Zamykam drzwi i patrzę w kałuże. Zupełnie jakby to było w samo południe, sześć kulek i lufa. Zupełnie jakbym dziś był największym poetą naszych czasów, popularniejszym od Chrystusa, z pałą do łokcia. Pisałbym o kobietach grzejących się przy basenie, o błękicie nieba, spojrzeniach. Byłabyś dumna. Ja, tu, dzisiaj, teraz, naraz. Ale nie, jednak nie. Zamykam drzwi i patrzę w kałuże. Obmywam but z błota, pluskam. Pamiętasz ten las? Powiedziałaś, że mnie zaprowadzisz, przez ciemność, głębiej, głęboko. Z kroku na krok. Teraz drobne na fotelu, fajki w schowku, za drzwiami. Szyba zaparowała, na wycieraczce leży włos. Zamykam drzwi i patrzę w kałuże. Może uznasz to za rozrachunek czytelniku, ale ja mam tylko sześć kul i kałuże.
Wczoraj dzwoniła moja matka, ubezpieczenie nieopłacone i jakieś graty mam wynieść na śmietnik. Obchody Marca 68', w Rosji dwóch carów, w gazecie widziałem. Swędzi mnie stopa, dziurawa kieszeń, drobne na fotelu. Dwóch carów. Poznałem dziś dziewczynę, chociaż ją znałem, właściwie to widziałem ją po raz pierwszy, przechodziła przez ulicę, na rogu. Miała błyszczącą kosę i ciągnęła za sobą kościotrupa konia. Na grubym sznurze ciągnęła. Nie, chyba jej nie znam, a może? Zamykam drzwi i patrzę w kałuże. Zupełnie jakby to było w samo południe, sześć kulek i lufa. Podlałem rano kaktusy, właściwie nie wiem po co, ach, no i zatrzasnąłem klucze, nieważne. Pamiętaj, że zostawiłem ci w kuchni kawę, eh, przecież nie masz kluczy. Chciałbym mieć cię ostatni raz na tej podłodze dębowej, lizać szyję, wsadzić na haczyk. Oglądałem, zanim wyszłaś, mecz tenisowy, nie było piłki. Podobało mi się. Przeczytałem „Le mythe de Sisyphe". Nie ma żadnej góry, nie ma kamienia, jest tylko oś czasu. Później byłem już zbyt pijany, żeby się pieprzyć, dobrze, że poszłaś. Znów słyszę słowa, jak prochy na sen, sen, sen. Zamykam drzwi i patrzę w kałuże.
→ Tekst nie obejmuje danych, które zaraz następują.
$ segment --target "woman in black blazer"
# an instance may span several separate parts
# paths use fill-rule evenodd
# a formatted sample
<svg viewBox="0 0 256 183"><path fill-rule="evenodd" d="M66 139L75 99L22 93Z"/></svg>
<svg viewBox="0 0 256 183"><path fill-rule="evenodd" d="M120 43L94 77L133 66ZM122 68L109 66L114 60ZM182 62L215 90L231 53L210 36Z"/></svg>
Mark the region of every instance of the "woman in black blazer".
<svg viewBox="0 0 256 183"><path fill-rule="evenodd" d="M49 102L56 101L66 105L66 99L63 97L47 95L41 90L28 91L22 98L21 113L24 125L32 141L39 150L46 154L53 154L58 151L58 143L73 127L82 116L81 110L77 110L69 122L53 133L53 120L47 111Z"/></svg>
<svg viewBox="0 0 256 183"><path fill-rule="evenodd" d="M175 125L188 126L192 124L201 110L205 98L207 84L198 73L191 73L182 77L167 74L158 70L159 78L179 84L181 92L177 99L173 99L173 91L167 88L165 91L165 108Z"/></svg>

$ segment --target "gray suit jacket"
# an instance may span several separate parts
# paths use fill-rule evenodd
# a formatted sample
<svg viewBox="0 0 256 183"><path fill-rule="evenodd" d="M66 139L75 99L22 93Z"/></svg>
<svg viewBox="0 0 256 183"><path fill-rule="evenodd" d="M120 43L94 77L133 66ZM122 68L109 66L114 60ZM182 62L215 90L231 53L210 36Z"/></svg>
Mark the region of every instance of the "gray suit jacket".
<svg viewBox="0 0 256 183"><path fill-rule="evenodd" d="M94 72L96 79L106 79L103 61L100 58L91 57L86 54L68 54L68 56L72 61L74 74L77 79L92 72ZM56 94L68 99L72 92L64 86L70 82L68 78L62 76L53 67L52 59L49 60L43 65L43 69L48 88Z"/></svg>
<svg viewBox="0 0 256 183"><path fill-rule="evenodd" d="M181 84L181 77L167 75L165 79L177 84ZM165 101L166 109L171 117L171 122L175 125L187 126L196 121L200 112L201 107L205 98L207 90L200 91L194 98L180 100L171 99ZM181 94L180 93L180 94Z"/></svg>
Zostań w moim śnie. Dziękuję. Umieram.
`tylko zupełnie, jakby sześć kul.` - nie sądzisz, że po dokładnym przyjrzeniu się i głośnym odczytaniu tego kawałka można się opluć? - czegoś tu za dużo. na pewno nie kul.
Od słów: "Wczoraj dzwoniła moja matka..." dałabym akapit, bo zrobiłoby się i przejrzyściej jeśli chodzi o zapis, a poza tym zaczynasz nową myśl.
Pies strzela w wierszach, Ty strzelasz. Zaczyna się moda na westerny? ;)
Podoba się pomysł z podzieleniem tekstu i refleksji bohatera powracającym leitmotivem spoglądania w kałuże.
Nieźle, cieszę się że wracasz, choć mam jakiś niedosyt. Pewnie z powodu dwóch carów...
podoba mi się, może w zestawieniu z poprzednii tekstami wypada nieco słabiej, ale czyta się dobrze.
no, i nie umieraj, odżyj. czekam na jakiś optymistyczny tekst, jestem ciekawa Twoich prac tryskajacych optymizmem, a nie bólem istnienia.